6:16 am March 7, 2011, by Henry Unger
Unemployment is at double digits in metro Atlanta and Georgia.
Unionized public workers are taking it on the chin in many states.
So was it wise for Lockheed Martin workers in Marietta to reject a strike recommended by their union leadership?
The leadership was trying to stop Lockheed from reducing the retirement plan for new workers, AJC reporter Marcus Garner writes. Instead of the more lucrative existing pension plan, new employees will get a 401(k) plan.
As best they can, unions are supposed to fight two-tier systems that treat new and existing workers differently.
What’s more, the change, which the company said it needs to remain competitive, is not small potatoes, Garner reports.

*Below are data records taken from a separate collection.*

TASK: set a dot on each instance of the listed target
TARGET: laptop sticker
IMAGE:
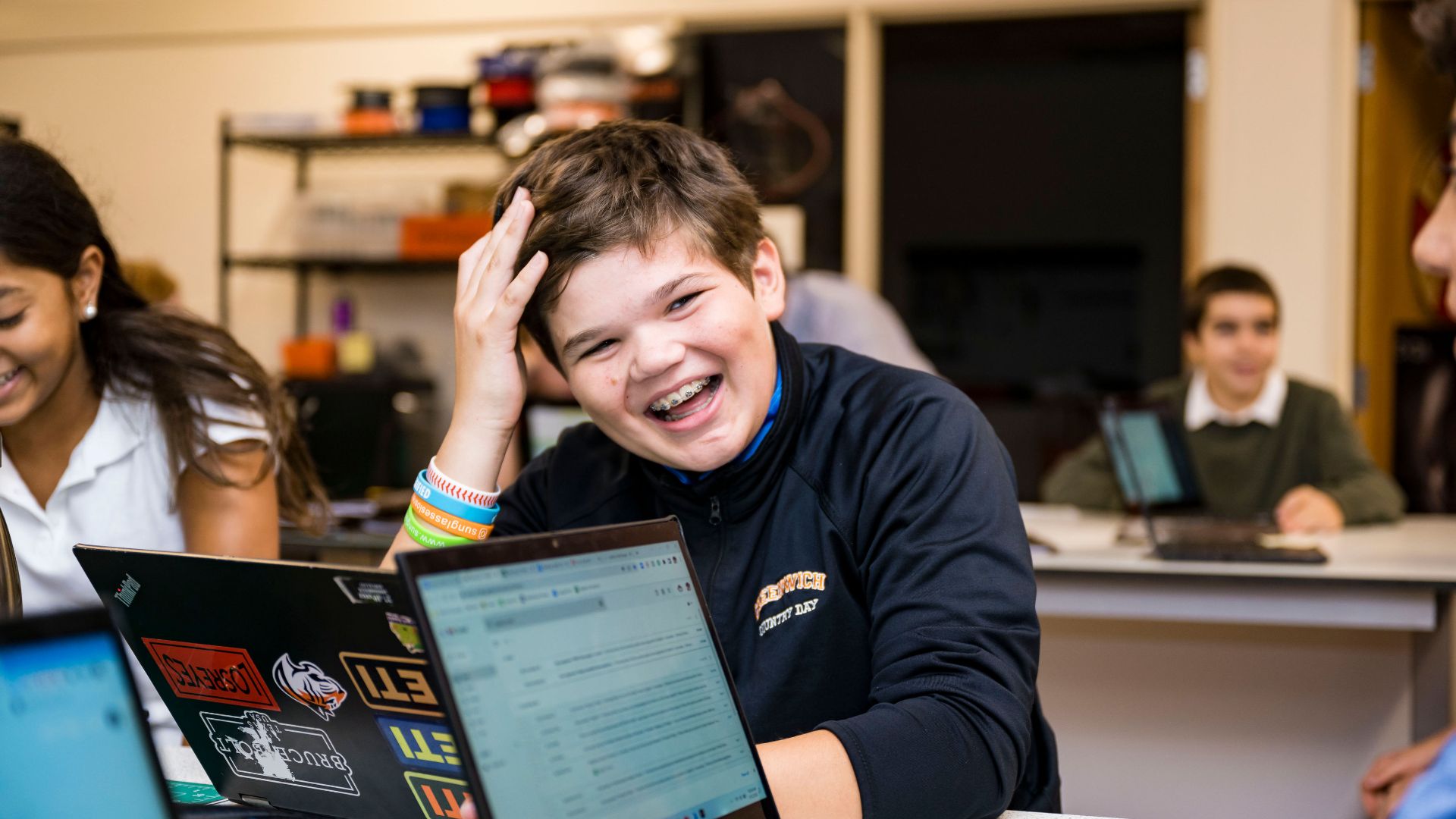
(421, 745)
(362, 591)
(438, 798)
(308, 686)
(213, 673)
(392, 684)
(127, 592)
(406, 632)
(258, 748)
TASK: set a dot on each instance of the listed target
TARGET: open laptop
(1156, 479)
(302, 687)
(73, 729)
(582, 676)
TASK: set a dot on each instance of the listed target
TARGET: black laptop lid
(1149, 453)
(300, 686)
(584, 676)
(71, 722)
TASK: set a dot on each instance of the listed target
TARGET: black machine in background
(1033, 210)
(366, 430)
(1426, 417)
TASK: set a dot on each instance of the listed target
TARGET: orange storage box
(430, 238)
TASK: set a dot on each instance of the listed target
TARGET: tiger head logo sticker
(308, 686)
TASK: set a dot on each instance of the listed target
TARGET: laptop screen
(74, 739)
(1144, 458)
(590, 686)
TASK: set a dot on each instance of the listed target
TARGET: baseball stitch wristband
(457, 490)
(452, 504)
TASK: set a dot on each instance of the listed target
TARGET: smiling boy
(855, 525)
(1261, 444)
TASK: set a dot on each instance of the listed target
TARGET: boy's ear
(767, 279)
(1193, 349)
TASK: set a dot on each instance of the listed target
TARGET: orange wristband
(449, 522)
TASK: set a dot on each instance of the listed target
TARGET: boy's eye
(599, 347)
(682, 302)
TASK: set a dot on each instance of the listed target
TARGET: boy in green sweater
(1261, 442)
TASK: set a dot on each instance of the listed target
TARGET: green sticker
(406, 632)
(194, 793)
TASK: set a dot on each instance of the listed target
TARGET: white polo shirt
(1200, 409)
(117, 491)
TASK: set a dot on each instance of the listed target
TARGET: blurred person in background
(123, 425)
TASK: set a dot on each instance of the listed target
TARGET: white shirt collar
(1200, 409)
(118, 428)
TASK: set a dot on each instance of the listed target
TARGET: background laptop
(1156, 477)
(71, 719)
(297, 686)
(584, 678)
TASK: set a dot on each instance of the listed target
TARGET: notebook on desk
(73, 729)
(582, 676)
(302, 687)
(1156, 479)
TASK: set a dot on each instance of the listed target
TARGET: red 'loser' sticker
(215, 673)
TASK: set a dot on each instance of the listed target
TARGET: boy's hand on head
(490, 381)
(1307, 509)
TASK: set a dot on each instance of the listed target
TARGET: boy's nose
(1433, 249)
(655, 357)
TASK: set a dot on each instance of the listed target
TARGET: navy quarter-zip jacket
(867, 572)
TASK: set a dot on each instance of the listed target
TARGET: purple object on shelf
(343, 315)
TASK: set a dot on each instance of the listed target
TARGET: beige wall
(130, 95)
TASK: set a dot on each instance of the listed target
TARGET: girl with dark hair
(123, 425)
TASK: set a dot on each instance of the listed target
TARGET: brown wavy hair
(629, 184)
(1435, 22)
(165, 356)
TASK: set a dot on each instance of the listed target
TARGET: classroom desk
(1244, 689)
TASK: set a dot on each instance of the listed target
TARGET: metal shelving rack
(305, 148)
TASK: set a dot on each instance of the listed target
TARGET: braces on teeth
(673, 400)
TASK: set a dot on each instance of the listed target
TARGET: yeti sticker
(258, 748)
(308, 686)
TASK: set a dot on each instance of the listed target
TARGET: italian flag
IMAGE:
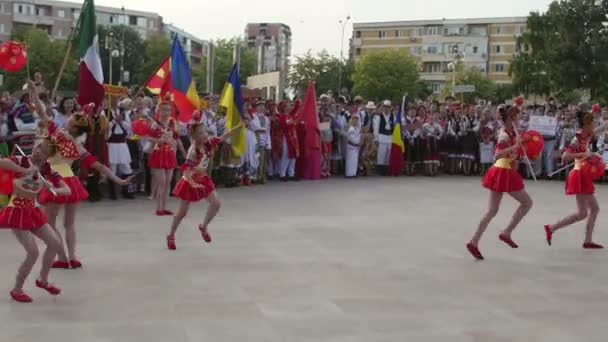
(90, 83)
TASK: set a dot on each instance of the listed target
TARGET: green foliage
(387, 74)
(565, 48)
(324, 69)
(133, 57)
(223, 62)
(45, 56)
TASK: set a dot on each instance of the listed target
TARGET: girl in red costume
(579, 183)
(70, 148)
(163, 158)
(195, 183)
(27, 220)
(503, 178)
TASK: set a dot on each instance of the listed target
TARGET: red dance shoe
(507, 239)
(205, 233)
(549, 234)
(21, 297)
(171, 242)
(48, 287)
(592, 245)
(75, 264)
(60, 264)
(474, 250)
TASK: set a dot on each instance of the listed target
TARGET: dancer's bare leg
(594, 209)
(525, 204)
(52, 211)
(69, 222)
(493, 205)
(182, 211)
(31, 249)
(580, 215)
(46, 234)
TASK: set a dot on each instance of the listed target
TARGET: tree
(223, 62)
(324, 69)
(157, 48)
(565, 48)
(484, 87)
(388, 74)
(45, 56)
(133, 57)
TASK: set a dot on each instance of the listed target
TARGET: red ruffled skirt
(23, 216)
(163, 157)
(186, 192)
(79, 193)
(499, 179)
(579, 182)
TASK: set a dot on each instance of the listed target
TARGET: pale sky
(315, 23)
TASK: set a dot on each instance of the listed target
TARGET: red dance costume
(61, 163)
(579, 181)
(164, 154)
(21, 212)
(198, 162)
(503, 175)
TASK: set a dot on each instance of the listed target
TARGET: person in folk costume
(468, 142)
(69, 145)
(119, 154)
(353, 139)
(260, 123)
(487, 130)
(195, 183)
(383, 125)
(580, 183)
(163, 157)
(26, 220)
(412, 136)
(290, 147)
(431, 135)
(503, 178)
(326, 140)
(97, 145)
(250, 159)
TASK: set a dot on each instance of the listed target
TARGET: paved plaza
(366, 260)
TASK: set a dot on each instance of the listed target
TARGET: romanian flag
(183, 89)
(160, 81)
(232, 101)
(396, 159)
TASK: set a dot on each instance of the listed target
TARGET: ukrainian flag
(183, 87)
(232, 101)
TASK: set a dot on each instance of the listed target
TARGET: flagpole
(67, 54)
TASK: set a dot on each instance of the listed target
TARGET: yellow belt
(64, 170)
(503, 163)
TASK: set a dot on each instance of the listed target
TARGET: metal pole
(122, 50)
(210, 68)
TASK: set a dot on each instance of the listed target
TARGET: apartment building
(59, 17)
(487, 44)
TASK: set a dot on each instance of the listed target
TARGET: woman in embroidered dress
(70, 148)
(163, 158)
(580, 183)
(195, 184)
(503, 178)
(26, 220)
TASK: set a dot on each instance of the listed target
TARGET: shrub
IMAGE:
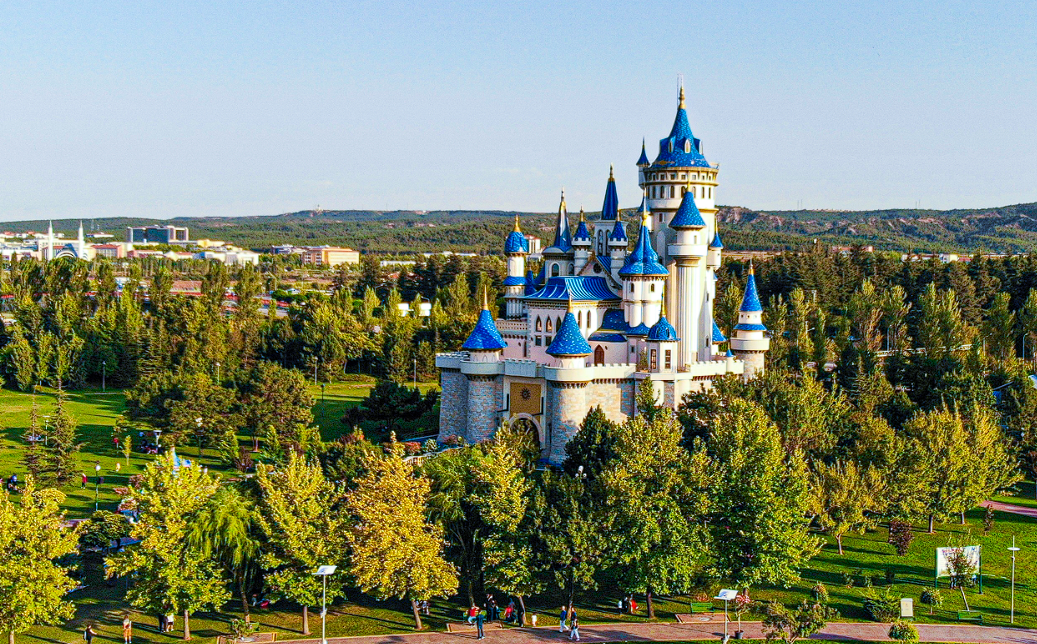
(883, 606)
(932, 598)
(900, 536)
(820, 592)
(903, 632)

Union members said a current 30-year employee could draw nearly $730,000 in pension money over 23 years after retiring at age 55, Garner writes.
That compares with the $42,000 payout a new employee would have for retirement after the same time at the company and at the same age, Garner reports. With the 401(k) plan, Lockheed will contribute $1,400 a year for each new worker, in addition to employee contributions.
The difference wasn’t enough, however, to convince a two-thirds majority to vote to strike, Garner writes.
What do you think? Smart move or short-sighted?
Will workers at other companies face similar choices in the future?